The `--threshold` flag sets a maximum allowed duplication percentage. If the project exceeds the threshold, fallow exits with code 1.

```text fallow dupes --threshold 15 theme={null}
Duplication: 19.4% (27,255 duplicated lines across 398 files, exceeds 15% threshold)
Found 1,184 clone groups, 2,959 instances (0.23s) ✗
```

Start with a threshold above your current level, then ratchet it down over time. Combine with `--baseline` for even more gradual adoption.

## How suffix-array detection works

Fallow concatenates all token streams into one sequence, builds a <Tooltip tip="A sorted array of all suffixes of a string, enabling efficient pattern matching without pairwise comparison">suffix array</Tooltip> with <Tooltip tip="Longest Common Prefix array, used alongside suffix arrays to find the longest shared sequences between code blocks">LCP array</Tooltip>, and scans for repeated subsequences above the minimum length. This runs in O(n log n) time, no pairwise file comparison needed.

<Accordion title="Research: suffix-array clone detection">
  Token-based clone detection was pioneered by [Baker (1995)](https://doi.org/10.1109/WCRE.1995.514697). Suffix-array approaches for scalable clone detection were developed by [Li et al. (2006)](https://doi.org/10.1145/1137983.1138012). Fallow's approach is closest to the suffix-array method, with normalization levels corresponding to clone types.
</Accordion>

## Limitations

* **Type-3 clones** (gapped clones with inserted/deleted lines) are not detected. If someone copied a function and added a few lines in the middle, fallow will report the matching portions as separate smaller clones rather than one large near-miss.
* **Type-4 clones** (semantically equivalent but syntactically different) are not detected. Two functions that do the same thing but are written differently will not be flagged.
* **Cross-file-type detection** only works between `.ts` and `.js` files (via `--cross-language`). Other language pairs are not supported.
* **Minimum size thresholds** mean very small clones (below `--min-tokens` / `--min-lines`) are invisible. This is intentional: small clones are usually idiomatic patterns.
* **Semantic mode false positives**: Normalizing identifiers and literals can match code that is structurally similar but semantically unrelated.
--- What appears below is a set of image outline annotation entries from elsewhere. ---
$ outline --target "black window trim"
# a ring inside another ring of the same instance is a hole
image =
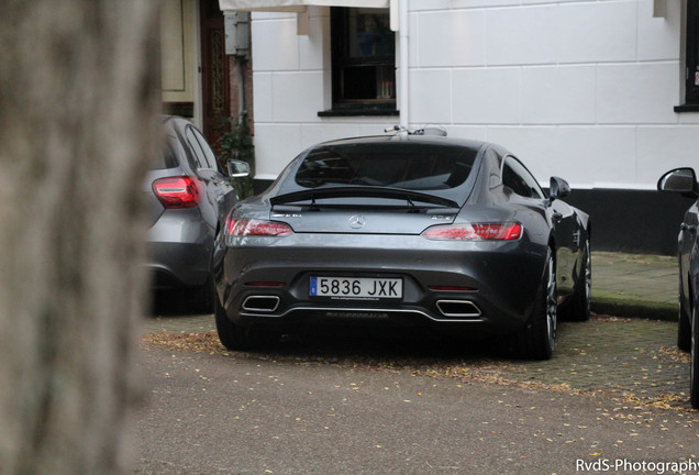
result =
[[[687,0],[685,11],[685,103],[675,106],[675,112],[699,112],[699,85],[695,75],[699,74],[699,0]]]

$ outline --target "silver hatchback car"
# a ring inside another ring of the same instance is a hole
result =
[[[249,167],[231,161],[228,176],[203,135],[186,119],[164,117],[163,153],[143,184],[151,229],[146,266],[154,289],[189,288],[202,309],[211,309],[213,241],[238,200],[230,177]]]

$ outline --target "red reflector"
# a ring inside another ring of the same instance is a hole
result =
[[[266,235],[266,236],[284,236],[293,234],[293,230],[290,225],[263,220],[234,220],[229,219],[225,225],[225,233],[230,236],[244,236],[244,235]]]
[[[444,224],[428,228],[422,235],[440,241],[513,241],[521,238],[522,224],[514,222]]]
[[[196,208],[201,201],[202,184],[189,176],[158,178],[153,192],[167,209]]]
[[[245,283],[245,285],[252,287],[284,287],[285,283]]]
[[[435,291],[476,291],[473,287],[456,287],[456,286],[430,286],[430,290]]]

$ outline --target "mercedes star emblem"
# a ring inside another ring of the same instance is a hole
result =
[[[364,224],[366,224],[366,219],[363,216],[355,214],[350,218],[350,228],[359,229],[364,228]]]

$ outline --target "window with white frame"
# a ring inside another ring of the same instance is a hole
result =
[[[330,16],[333,103],[319,114],[397,114],[389,10],[333,7]]]

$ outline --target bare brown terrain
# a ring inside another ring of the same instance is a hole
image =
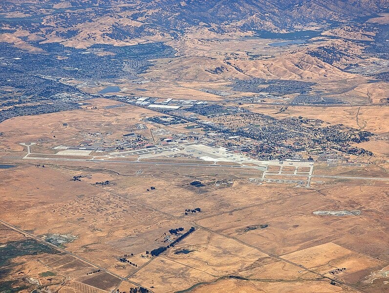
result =
[[[0,293],[389,292],[387,1],[3,2]]]

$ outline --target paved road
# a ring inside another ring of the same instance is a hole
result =
[[[134,285],[135,285],[136,286],[138,286],[138,287],[142,287],[142,285],[141,285],[139,284],[137,284],[136,283],[132,282],[132,281],[130,281],[130,280],[129,280],[128,279],[127,279],[126,278],[124,278],[124,277],[122,277],[121,276],[119,276],[119,275],[117,275],[117,274],[115,274],[114,272],[112,272],[111,271],[110,271],[107,270],[106,269],[105,269],[105,268],[103,268],[103,267],[100,267],[98,265],[96,265],[96,264],[94,264],[93,263],[91,262],[90,261],[88,260],[87,259],[84,258],[83,257],[81,257],[81,256],[77,255],[76,254],[74,254],[74,253],[72,253],[72,252],[70,252],[70,251],[68,251],[66,250],[65,250],[64,249],[63,249],[63,248],[59,248],[58,246],[56,246],[55,245],[54,245],[53,244],[52,244],[51,243],[50,243],[49,242],[47,242],[47,241],[45,241],[43,240],[43,239],[41,239],[41,238],[39,238],[38,237],[37,237],[37,236],[36,236],[35,235],[34,235],[33,234],[31,234],[30,233],[28,233],[28,232],[26,232],[25,231],[24,231],[23,230],[22,230],[21,229],[20,229],[19,228],[18,228],[17,227],[16,227],[15,226],[14,226],[13,225],[12,225],[11,224],[10,224],[9,223],[7,223],[6,222],[4,222],[4,221],[2,221],[1,220],[0,220],[0,224],[4,225],[6,227],[8,227],[10,229],[12,229],[12,230],[13,230],[14,231],[16,231],[16,232],[18,232],[19,233],[20,233],[21,234],[22,234],[23,235],[25,235],[26,237],[29,237],[30,238],[34,239],[34,240],[35,240],[37,242],[39,242],[40,243],[42,243],[42,244],[43,244],[43,245],[45,245],[46,246],[48,246],[48,247],[50,247],[50,248],[54,248],[54,249],[55,249],[56,250],[58,250],[59,251],[61,251],[61,252],[64,252],[65,253],[66,253],[67,254],[69,254],[70,255],[71,255],[72,256],[73,256],[74,257],[75,257],[75,258],[78,259],[79,260],[81,260],[81,261],[83,261],[84,262],[88,264],[88,265],[89,265],[90,266],[92,266],[93,267],[95,267],[95,268],[97,268],[99,269],[99,270],[101,270],[101,271],[107,272],[109,273],[110,274],[112,275],[113,276],[115,276],[115,277],[116,277],[117,278],[119,278],[119,279],[120,279],[122,281],[126,281],[127,282],[129,282],[133,284]],[[152,292],[150,289],[149,289],[149,291],[150,291],[151,292]]]
[[[33,154],[31,155],[33,155]],[[109,162],[109,163],[125,163],[127,164],[148,164],[148,165],[178,165],[178,166],[186,166],[187,167],[193,167],[193,166],[199,166],[199,167],[219,167],[219,168],[243,168],[243,169],[254,169],[256,170],[258,170],[259,171],[263,171],[263,166],[234,166],[234,165],[214,165],[214,164],[211,164],[209,165],[207,164],[199,164],[199,163],[195,163],[195,164],[190,164],[188,163],[173,163],[173,162],[142,162],[142,161],[121,161],[121,160],[97,160],[97,159],[78,159],[78,158],[34,158],[34,157],[24,157],[23,158],[26,159],[40,159],[40,160],[55,160],[55,161],[84,161],[84,162]],[[278,164],[278,161],[275,161],[275,164]],[[268,173],[268,174],[270,174],[270,173]],[[274,175],[274,174],[272,174]],[[384,180],[384,181],[389,181],[389,177],[387,178],[383,178],[382,177],[353,177],[353,176],[337,176],[337,175],[308,175],[308,177],[310,178],[310,180],[311,178],[327,178],[327,179],[350,179],[350,180]],[[282,176],[305,176],[306,177],[307,175],[299,175],[299,174],[282,174]]]

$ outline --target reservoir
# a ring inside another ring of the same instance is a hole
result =
[[[100,90],[99,93],[108,93],[109,92],[118,92],[119,91],[120,91],[120,88],[119,87],[109,86]]]

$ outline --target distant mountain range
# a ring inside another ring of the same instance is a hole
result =
[[[0,27],[56,42],[163,41],[199,29],[244,35],[327,27],[374,15],[389,4],[389,0],[8,0],[0,3]]]

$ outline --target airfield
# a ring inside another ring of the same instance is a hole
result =
[[[257,159],[191,141],[188,123],[159,127],[145,120],[155,115],[150,110],[89,102],[99,109],[0,124],[0,162],[9,166],[0,172],[1,249],[19,248],[0,265],[28,276],[6,280],[13,286],[385,292],[389,178],[377,165]],[[108,147],[132,133],[154,146]],[[103,146],[88,149],[90,137]],[[150,253],[177,239],[170,230],[191,227],[173,247]]]

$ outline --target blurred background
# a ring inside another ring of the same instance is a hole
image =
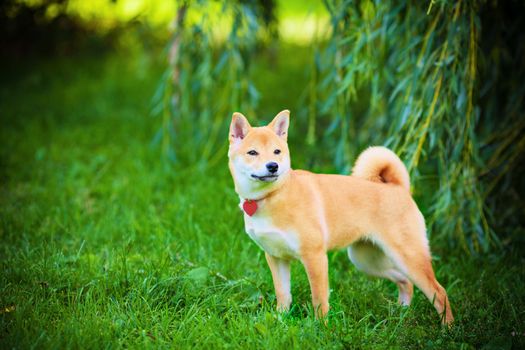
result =
[[[348,174],[367,146],[390,147],[438,264],[522,265],[524,16],[518,0],[1,1],[4,339],[40,334],[13,332],[11,306],[35,320],[52,307],[23,311],[24,293],[85,297],[113,281],[104,293],[121,295],[163,259],[197,284],[241,278],[242,261],[263,285],[235,295],[270,295],[227,169],[234,111],[263,125],[290,109],[294,168]],[[511,309],[524,289],[512,271]],[[493,325],[471,316],[477,346]]]

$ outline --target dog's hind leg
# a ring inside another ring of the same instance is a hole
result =
[[[397,231],[374,239],[384,253],[393,261],[396,268],[403,272],[434,305],[444,324],[454,320],[445,288],[439,284],[432,269],[430,251],[426,238],[415,235],[403,235]],[[395,238],[394,238],[395,237]],[[410,242],[410,243],[401,243]]]
[[[397,284],[399,304],[410,305],[414,291],[412,283],[381,248],[370,241],[358,241],[348,247],[348,257],[358,270]]]

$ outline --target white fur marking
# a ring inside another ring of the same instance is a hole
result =
[[[268,218],[247,214],[244,226],[248,236],[268,254],[281,259],[299,258],[299,240],[293,232],[279,229]]]

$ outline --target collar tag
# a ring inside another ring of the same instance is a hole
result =
[[[251,199],[246,199],[244,203],[242,203],[242,209],[244,209],[244,212],[249,216],[253,216],[253,214],[255,214],[257,207],[257,201]]]

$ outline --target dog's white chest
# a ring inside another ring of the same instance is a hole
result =
[[[244,215],[246,233],[268,254],[282,259],[299,257],[299,240],[293,232],[275,227],[268,218]]]

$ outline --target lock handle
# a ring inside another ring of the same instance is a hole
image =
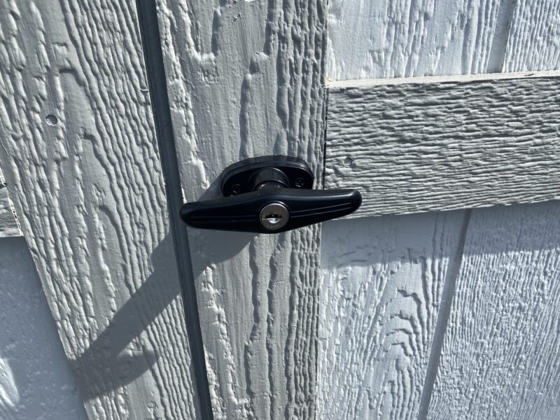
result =
[[[179,216],[200,229],[279,233],[346,216],[362,203],[356,190],[312,190],[313,181],[301,159],[247,159],[224,171],[223,197],[186,203]]]
[[[356,190],[265,187],[239,195],[186,203],[179,216],[189,226],[200,229],[278,233],[346,216],[361,202]],[[284,214],[281,206],[286,209]],[[263,218],[268,218],[270,223],[263,223]]]

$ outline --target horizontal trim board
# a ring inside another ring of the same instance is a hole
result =
[[[325,188],[360,190],[354,217],[559,199],[559,77],[331,83]]]

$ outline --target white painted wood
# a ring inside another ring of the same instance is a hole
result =
[[[560,203],[472,213],[429,419],[560,417]]]
[[[554,1],[519,2],[506,70],[557,68],[558,14]],[[428,419],[560,416],[559,212],[473,211]]]
[[[0,238],[18,237],[22,234],[15,216],[15,209],[8,193],[8,186],[2,169],[0,168]]]
[[[253,156],[299,156],[319,175],[326,2],[158,6],[186,199]],[[319,233],[189,230],[216,419],[314,418]]]
[[[560,69],[560,1],[518,1],[513,12],[504,71]]]
[[[416,419],[462,211],[325,223],[318,419]]]
[[[82,400],[23,238],[0,239],[0,418],[84,420]]]
[[[347,80],[486,73],[503,57],[501,40],[507,38],[508,27],[503,22],[509,19],[514,3],[329,1],[327,77]]]
[[[0,2],[0,160],[90,419],[195,419],[134,3]]]
[[[559,198],[559,76],[335,84],[325,186],[362,192],[354,217]]]
[[[22,236],[6,184],[0,184],[0,238]]]

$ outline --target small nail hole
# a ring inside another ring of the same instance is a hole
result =
[[[49,114],[45,117],[45,121],[46,121],[47,124],[49,125],[56,125],[57,122],[58,122],[58,118],[52,114]]]

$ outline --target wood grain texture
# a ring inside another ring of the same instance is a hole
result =
[[[0,238],[22,236],[8,186],[0,183]]]
[[[416,419],[462,211],[323,227],[318,419]]]
[[[428,419],[560,416],[560,203],[472,216]]]
[[[134,3],[0,9],[1,166],[88,414],[195,419]]]
[[[158,2],[188,200],[244,158],[285,154],[321,173],[323,0]],[[320,228],[189,230],[216,419],[315,416]]]
[[[504,71],[560,69],[560,1],[518,1],[511,21]]]
[[[558,8],[529,3],[514,11],[506,70],[557,68]],[[428,419],[560,416],[559,213],[558,202],[473,211]]]
[[[22,237],[0,239],[0,419],[88,416]]]
[[[486,73],[497,57],[503,56],[501,40],[507,39],[508,27],[504,21],[514,3],[330,1],[327,77],[348,80]]]
[[[355,217],[557,198],[559,75],[335,84],[326,188],[358,188]]]

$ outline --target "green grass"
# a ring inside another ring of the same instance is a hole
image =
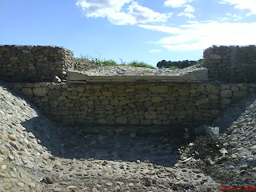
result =
[[[179,68],[178,66],[170,66],[168,67],[169,70],[178,70]]]
[[[204,66],[203,58],[199,59],[195,65],[201,67]]]
[[[91,56],[81,56],[80,58],[77,58],[76,61],[73,63],[74,67],[81,70],[86,70],[86,65],[88,63],[93,63],[94,65],[101,66],[130,66],[134,67],[146,67],[150,69],[155,69],[155,67],[146,64],[143,62],[133,61],[128,63],[126,63],[120,59],[121,63],[118,63],[113,59],[100,59],[98,58],[94,58]]]

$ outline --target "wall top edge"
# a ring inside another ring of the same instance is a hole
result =
[[[206,48],[206,50],[208,49],[214,49],[214,48],[240,48],[240,47],[256,47],[256,45],[222,45],[222,46],[216,46],[216,45],[213,45],[210,47]]]
[[[50,47],[50,48],[58,48],[58,49],[64,49],[67,50],[63,46],[30,46],[30,45],[0,45],[1,46],[6,46],[6,47]]]

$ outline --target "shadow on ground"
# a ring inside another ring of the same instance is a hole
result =
[[[22,122],[22,125],[27,131],[32,132],[53,155],[59,158],[122,162],[140,160],[170,167],[177,162],[178,148],[185,144],[178,138],[153,134],[87,134],[89,127],[64,126],[49,120],[42,124],[42,120],[45,118],[39,115]],[[93,128],[97,127],[90,127],[90,130]]]

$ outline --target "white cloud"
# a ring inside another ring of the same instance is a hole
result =
[[[203,50],[212,45],[256,44],[256,22],[207,22],[168,27],[139,25],[140,27],[169,33],[171,36],[155,42],[170,50]]]
[[[108,15],[107,18],[114,25],[134,25],[137,23],[134,17],[124,12],[113,13]]]
[[[161,52],[162,50],[149,50],[148,52],[149,53],[155,53],[155,52]]]
[[[129,6],[130,15],[134,17],[138,22],[146,23],[149,22],[166,22],[171,14],[166,15],[166,14],[159,14],[154,10],[138,5],[137,2],[133,2]]]
[[[165,2],[166,6],[171,6],[171,7],[181,7],[185,4],[190,2],[194,0],[167,0]]]
[[[130,0],[78,0],[76,5],[86,11],[86,17],[104,18],[120,12],[121,8]]]
[[[189,13],[184,13],[184,12],[182,12],[182,13],[177,14],[177,16],[185,16],[185,17],[187,17],[189,18],[195,18],[194,14],[189,14]]]
[[[193,13],[194,11],[194,8],[193,6],[189,6],[189,5],[186,5],[185,6],[186,6],[186,8],[184,10],[184,12]]]
[[[250,10],[250,13],[247,14],[247,16],[256,14],[255,0],[221,0],[219,2],[221,4],[235,5],[235,9]]]
[[[122,8],[130,2],[128,12],[122,11]],[[171,15],[154,12],[132,0],[78,0],[76,5],[82,8],[87,18],[107,18],[114,25],[165,22]]]

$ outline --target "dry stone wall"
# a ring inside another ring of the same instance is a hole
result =
[[[52,82],[66,78],[73,52],[59,46],[0,46],[0,78],[7,82]]]
[[[256,46],[211,46],[204,51],[209,78],[225,82],[256,82]]]
[[[254,84],[14,83],[13,88],[57,122],[168,126],[210,122]]]

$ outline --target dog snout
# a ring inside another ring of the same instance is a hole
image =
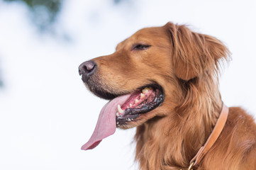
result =
[[[96,62],[92,60],[83,62],[79,65],[78,72],[79,75],[82,75],[82,80],[84,82],[86,82],[88,78],[94,74],[96,67]]]

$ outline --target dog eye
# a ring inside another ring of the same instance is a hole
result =
[[[136,44],[133,46],[132,50],[143,50],[149,48],[151,45],[141,45],[141,44]]]

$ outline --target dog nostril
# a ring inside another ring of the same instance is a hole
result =
[[[94,61],[87,61],[83,62],[79,67],[79,75],[89,76],[96,70],[96,64]]]

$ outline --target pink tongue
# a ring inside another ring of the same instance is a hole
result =
[[[104,106],[99,113],[94,133],[89,141],[82,147],[81,149],[87,150],[94,149],[98,146],[103,139],[115,132],[116,128],[116,114],[117,112],[117,106],[118,104],[122,106],[130,96],[130,94],[127,94],[117,97]]]

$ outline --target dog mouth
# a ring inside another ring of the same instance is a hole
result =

Review semantic-mode results before acting.

## JSON `_meta` object

When `--explain` is passed (or via MCP), the JSON output includes a `_meta` object:

```json theme={null}
{
  "schema_version": 3,
  "_meta": {
    "docs": "https://docs.fallow.tools/explanations/duplication",
    "metrics": {
      "duplication_percentage": {
        "name": "Duplication percentage",
        "description": "Fraction of total source tokens in clone groups",
        "range": "[0, 100]",
        "interpretation": "lower is better; <5% low, 5–15% moderate, >15% high"
      },
      "clone_group": {
        "name": "Clone group",
        "description": "Set of 2+ code fragments with identical normalized token sequences"
      },
      "clone_family": {
        "name": "Clone family",
        "description": "Multiple clone groups sharing the same file set, indicating systematic duplication"
      }
    }
  }
}
```

AI agents and CI systems can use this to interpret results without consulting external documentation.